Ceritanya di awali dengan sebuah keluarga petani yang membawa putranya yang masih anak-anak ke seorang dukun (kelihatannya Meksiko). Anak itu mendengar suara-suara panggilan yang aneh dan mengajak sejak dia mencuri sebuah kalung amulet. Dukun gagal menyelamatkan putra petani ini. Tangan-tangan dari orang-orang yang tinggal di dalam api membara(baca: neraka) menarik jiwanya bersama mereka.
Baru cerita bersambung di puluhan tahun kemudian, seorang wanita, Christine yang mengurus kredit pinjaman nasabah di sebuah bank di AS mendapatkan kedatangan seorang nenek tua. Dia memohon pinjaman di perpanjang karena tidak mampu membayar rumah lamanya, Christine mencoba menanya kepada atasannya soal pinjaman nenek ini. Atasan menyerahkan keputusan kepadanya mengingat dia sendiri pun sudah mengajukan posisi asisten manajer maka ia harus belajar membuat keputusan itu sendiri. Ia pun memutuskan untuk menghapus pinjaman itu dan membiarkan rumah ini di sita oleh bank.
Awal pertemuan dan penghapusan pinjaman ini membawa Christine, sang petugas ini bertemu dengan mimpi buruknya. Malam itu juga, si nenek tua yang tidak terima ini menunggu dan menyerangnya di lataran parkir. Singkat cerita sebelum sang nenek itu menghilang, sebuah kancing mantelnya di mantrai oleh nenek tua yang mempraktekkan ilmu sihir.
Setelah melaporkan penyerangan kepada polisi, ia mendatangi seorang peramal masa depan ketika hendak pulang bersama pacarnya. Sang peramal berkebangsaan India mencoba melihat ke masa depan Christine dan terperangah sekaligus ngeri dengan masa depan Christine dari sejak itu.
Seseorang telah memberikan tanda kepadanya dan membuatnya di kejar oleh
setan pemakan Jiwa manusia, Lamia. Pulang dengan setengah percaya dan tidak percaya, ia mulai mendapati dirinya di terror oleh setan itu di manapun dia berada. Lamia terus mengikutinya kemanapun. Di tempat kerja, di rumahnya sendiri sampai di rumah pacarnya. Ia pun menyembelih kucing kesayangannya untuk di jadikan tumbal bagi setan Lamia ini agar ia kembali tidak di ganggu, namun tampaknya semuanya sia-sia.
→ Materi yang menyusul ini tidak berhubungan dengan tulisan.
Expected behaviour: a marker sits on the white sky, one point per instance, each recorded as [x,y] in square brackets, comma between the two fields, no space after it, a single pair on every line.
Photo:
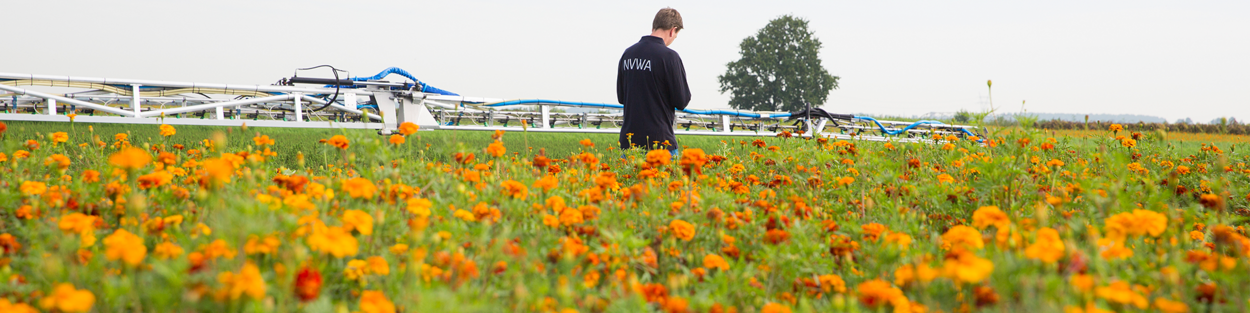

Di tengah putus asa sangat, Sang peramal India ini menyarankan untuk bertemu dengan temannya. Dukun yang sama menyaksikan putra petani itu di tarik ke dalam api neraka di purinya. Berempat bersama mengundang roh-roh itu datang untuk menanyakan kemauan dan keinginan setan Lamia ini sendiri. Negosiasi hingga pergulatan dengan setan berkepala
kambing ini pun terjadi di sebuah ruangan pengundang arwah milik dukun ini. Singkat kata Lamia kalah dan berhasil di usir namun nyawa sang dukun adalah tebusannya. Dikira masalah selesai, sang peramal mengatakan kepada Christine untuk membuang atau memberikan kancing baju yang telah di beri mantra sama nenek tua itu kepada orang lain agar kelak tidak kembali di kejar oleh setan berkepala kambing ini lagi. Ia mencari siapa yang pantas di berikan ‘hadiah’ ini dan dia memutuskan untuk mengembalikannya kepada nenek tua yang sudah meninggal itu dengan cara menggali kuburannya dan memasukkan kancing mantel itu ke tangan nenek tersebut.
Ada kesan dan pesan moral tersendiri dari cerita ini. Hal ini sangan tergantung dari kemampuan masing-masing penonton dalam menangkap makna yang tersirat di dalamnya untuk di kaitkan dalam kehidupan pribadinya.